ALTEROLA BIOTECH INC.
(formerly Jedediah Resources Corp.)
(A Development Stage Company)
Notes to the Consolidated Financial Statements
September 30, 2010 and 2009
(Stated in US Dollars) – Page 11

 
The Company estimated the expected amount of loss carry forwards available. The Company expects to have significant net operating loss carry forwards for income tax purposes available to offset future taxable income.

Note 10 
Subsequent Events

Commitments

 
a)
On October 5, 2010, the Company entered into a exclusive contract with Glenbarry Holdings Inc. (“Glenbarry”) for Glenbarry to act as the Company’s Capital Acquisitions Consultant.  Glenbarry is to facilitate introductions of one or more persons whether individuals or otherwise to the Company for the purpose of investing in the Company.  The agreement is for an initial period of 120 days and shall renew automatically for successive terms unless either party delivers 10 days written notice of cancellation.

 
As compensation for successful introductions Glenbarry will receive a 5% cash commission upon the Company receiving investment funds.  Commission will continue to be payable for a period of 2 years after the expiration of the agreement if investment funds are received from any investor introduced by Glenbarry.

 
b)
On October 6, 2008, the Company’s wholly owned subsidiary, JRE Exploration Ltd (“JRE”) entered into a property option agreement whereby JRE was granted an option to earn up to an 85% interest in a mineral claim (the “Bragg” claim) consisting of 594.1 hectares located in the Omineca Mining Division of British Columbia.  It is located 78 miles north by north-west of the central British Columbia city of Prince George, approximately 25 miles south of the town of McKenzie and approximately 5 miles west of the hamlet of McLeod Lake. Access to the property is by way of logging roads, extending north and west from McLeod Lake. The option agreement is denominated in Canadian dollars.  Consideration for the option is cash payments totalling $8,623 (CDN$9,000) and aggregate exploration expenditures of $179,864 (CDN$186,000) as follows:

i) 
Cash payments as follows:

§
$1,850 (CDN$2,000) upon execution of the Option agreement (paid);
§
$1,866 (CDN$2,000) on or before October 31, 2009 (paid by way of promissory note which was paid in full on January 5, 2010);
§
$4,908 (CDN$5,000) on or before October 31, 2010.

 
 
ii)
Exploration expenditures of $12,804 (CDN$15,000) on or before October 31, 2009, $24,787 (CDN$28,000) in aggregate on or before October 31, 2010; $179,864 (CDN$186,000) in aggregate on or before October 31, 2011.

 
F-17

 

ALTEROLA BIOTECH INC.
(formerly Jedediah Resources Corp.)
(A Development Stage Company)
Notes to the Consolidated Financial Statements
September 30, 2010 and 2009
(Stated in US Dollars) – Page 12

Upon earning its 85% interest in the option, the Company shall enter into a joint venture agreement to develop and operate the property.

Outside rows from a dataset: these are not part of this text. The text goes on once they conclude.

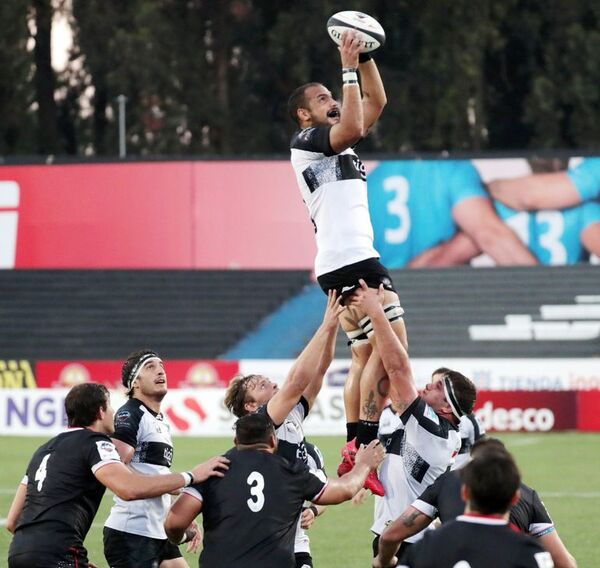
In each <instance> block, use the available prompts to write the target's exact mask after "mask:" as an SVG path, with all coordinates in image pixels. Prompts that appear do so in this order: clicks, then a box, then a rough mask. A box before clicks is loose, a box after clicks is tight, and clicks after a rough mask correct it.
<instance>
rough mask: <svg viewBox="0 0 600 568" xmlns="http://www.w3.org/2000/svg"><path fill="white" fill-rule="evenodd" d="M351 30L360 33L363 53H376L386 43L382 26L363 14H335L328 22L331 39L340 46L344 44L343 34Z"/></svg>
mask: <svg viewBox="0 0 600 568" xmlns="http://www.w3.org/2000/svg"><path fill="white" fill-rule="evenodd" d="M350 29H352V30H356V31H357V32H358V34H357V37H358V39H359V41H360V42H361V44H362V45H361V46H360V52H361V53H367V52H369V51H374V50H375V49H377V48H378V47H381V46H382V45H383V44H384V43H385V32H384V31H383V28H382V27H381V24H380V23H379V22H378V21H377V20H376V19H375V18H373V17H371V16H369V15H368V14H364V13H363V12H357V11H355V10H346V11H344V12H338V13H337V14H334V15H333V16H331V18H329V20H327V32H328V33H329V37H330V38H331V39H332V40H333V41H334V42H335V43H337V44H338V45H341V44H342V34H343V33H344V32H345V31H348V30H350Z"/></svg>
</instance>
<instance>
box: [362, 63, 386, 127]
mask: <svg viewBox="0 0 600 568" xmlns="http://www.w3.org/2000/svg"><path fill="white" fill-rule="evenodd" d="M358 60H359V65H358V69H359V71H360V86H361V89H362V103H363V124H364V134H366V133H367V131H368V130H369V128H371V126H373V124H375V122H376V121H377V119H378V118H379V117H380V116H381V113H382V112H383V109H384V107H385V105H386V104H387V97H386V95H385V88H384V86H383V81H382V80H381V75H380V74H379V69H378V68H377V65H376V64H375V61H374V60H373V59H371V57H370V55H367V54H360V55H359V58H358Z"/></svg>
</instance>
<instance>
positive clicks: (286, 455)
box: [257, 397, 309, 464]
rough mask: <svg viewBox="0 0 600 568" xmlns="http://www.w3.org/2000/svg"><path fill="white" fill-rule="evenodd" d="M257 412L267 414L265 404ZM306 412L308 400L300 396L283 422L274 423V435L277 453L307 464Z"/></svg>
mask: <svg viewBox="0 0 600 568" xmlns="http://www.w3.org/2000/svg"><path fill="white" fill-rule="evenodd" d="M257 412H260V413H262V414H267V415H268V414H269V412H268V410H267V405H266V404H265V405H264V406H261V407H260V408H259V409H258V410H257ZM308 412H309V405H308V401H307V400H306V399H305V398H304V397H301V398H300V401H299V402H298V404H296V406H294V408H293V409H292V411H291V412H290V413H289V414H288V415H287V417H286V418H285V420H284V421H283V423H282V424H275V435H276V436H277V444H278V445H277V453H278V454H279V455H280V456H283V457H284V458H286V459H288V460H289V461H294V460H300V461H301V462H302V463H305V464H308V453H307V450H306V444H305V439H304V427H303V423H304V420H305V419H306V417H307V416H308Z"/></svg>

As at March 31, 2010, the Company had incurred, via the operator, exploration expenditures aggregating $16,157 (CDN$19,207).

Note 10 
Subsequent Events – (cont’d)

The property option agreement was stated in Canadian dollars.  On May 3, 2010, the Company sold JRE to the Company’s former president and all commitments associated with the mineral property were assumed by the acquirer.

Other Subsequent Events

 
a)
On November 17, 2010, the President entered into a stock cancellation agreement with the Company whereby 40,000,000 common shares were returned to treasury and cancelled.  In consideration the Company will issue to the President options to acquire common stock pursuant to the stock option plan which will be adopted by the Company at some time in the future.  Due to the fact that the shares under this agreement have been cancelled without the exchange of consideration to reduce number of shares outstanding, the Company considered the change in capital structure from the cancellation agreement a reverse stock split.  In accordance with SAB Topic 4-C, the Company recorded the cancellation retroactively as of September 30, 2010 as a reduction to the par value of common stock with a corresponding increase to additional paid-in capital.

 
b)
On December 21, 2010, the Company issued 250,000 shares at $0.20 for aggregate proceeds of $50,000.